Are We Headed for Inflation? A Look at Money, Power, and Recession
Are We Headed for Inflation? A Look at Money, Power, and Recession
Has the age of inflation returned? For as long as there are business cycles and governmental temptations to overspend, inflation will remain a permanent fixture. Recessions accompanied by insignificant inflation or deflation also still shape our economic landscape.
Inflation: An Inevitable Outcome
Plagued by human nature, overprizing and overprinting of money have been common practices among power-seeking leaders. These actions, while detrimental, are inevitable.
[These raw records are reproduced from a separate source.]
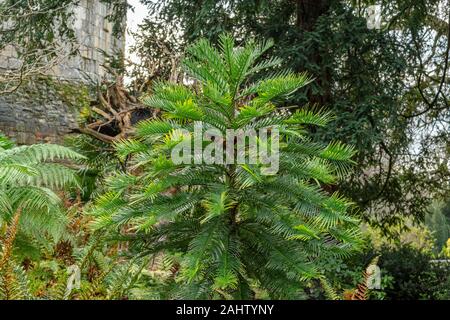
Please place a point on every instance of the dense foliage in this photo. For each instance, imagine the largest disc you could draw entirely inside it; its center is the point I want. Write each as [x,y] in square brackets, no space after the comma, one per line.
[233,224]
[388,87]
[358,112]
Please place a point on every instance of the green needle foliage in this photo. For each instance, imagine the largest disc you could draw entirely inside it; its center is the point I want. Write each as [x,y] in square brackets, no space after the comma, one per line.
[237,230]
[28,177]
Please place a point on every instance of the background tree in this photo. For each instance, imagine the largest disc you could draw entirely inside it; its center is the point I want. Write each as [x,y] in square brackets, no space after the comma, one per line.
[387,87]
[234,226]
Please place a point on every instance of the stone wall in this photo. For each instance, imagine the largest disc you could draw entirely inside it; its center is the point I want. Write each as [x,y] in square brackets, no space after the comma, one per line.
[42,110]
[46,109]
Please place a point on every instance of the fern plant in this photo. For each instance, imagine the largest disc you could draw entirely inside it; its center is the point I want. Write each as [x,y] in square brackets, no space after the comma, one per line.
[29,176]
[237,227]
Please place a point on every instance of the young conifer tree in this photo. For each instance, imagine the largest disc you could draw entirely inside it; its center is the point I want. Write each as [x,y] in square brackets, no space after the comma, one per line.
[236,226]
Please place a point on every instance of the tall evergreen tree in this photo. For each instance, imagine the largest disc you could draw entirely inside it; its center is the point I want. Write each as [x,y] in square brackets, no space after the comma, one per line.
[234,226]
The over-printing of money to finance overspending, over-taxes, and over-borrowing results in inflation, robbing the poor and granting politicians more leverage to bribe voters and pay off cronies.
Monetary Supply: The Key to Inflation and Deflation
Inflation is directly linked to an expanding monetary supply, whereas deflation is associated with a contracting monetary supply. This duality makes both terms reliable and accurate descriptors of economic phenomena. According to Say's Law, there cannot be a market constipation. Goods are always in circulation, and as such, the amount of money in circulation is always sufficient to clear the market.
Historical Context and the Power of Deflation
In the late 19th century, deflation was the rule. The Gilded Age, marked by a series of gold and silver strikes, exhibited a period of steady deflation. My great-grandparents, like many others in rural Texas, prospered during this era due to their thrift and enterprise. These deflationary times made savings more valuable and earned wages more lucrative for workers who could keep their savings over time.
The Gilded Age and the Shifting of Wealth
The Gilded Age saw an economic landscape where earners, not debters, prospered. As savings grew in value, common workers were more content with maintaining their current wages rather than demanding higher ones. The wealthy, often aided by the government and high-finance circles, profited more under a policy of steady inflation and the introduction of the income tax. This created a psychological belief among workers that their wages were increasing when, in fact, their purchasing power was not.
Modern-Day Challenges: Nixon Shock and Cost of Living Adjustments
The Nixon Shock of the 1970s marked a significant turning point, as Richard Nixon declared the U.S. dollar a fiat currency, dispensing with its gold backing. The cost of living was recalculated, often excluding key commodities leading to a skewed perception of inflation. While the inherent challenges of money management persist, addressing them requires a stringent approach to political and economic leadership.
Conclusion
While addressing the issues of inflation, deflation, and the expansion of the monetary supply remains an ongoing challenge, we must prioritize the well-being of the general populace. Effective monetary policies, coupled with responsible governance, can prevent the return to a pre-industrial serfdom.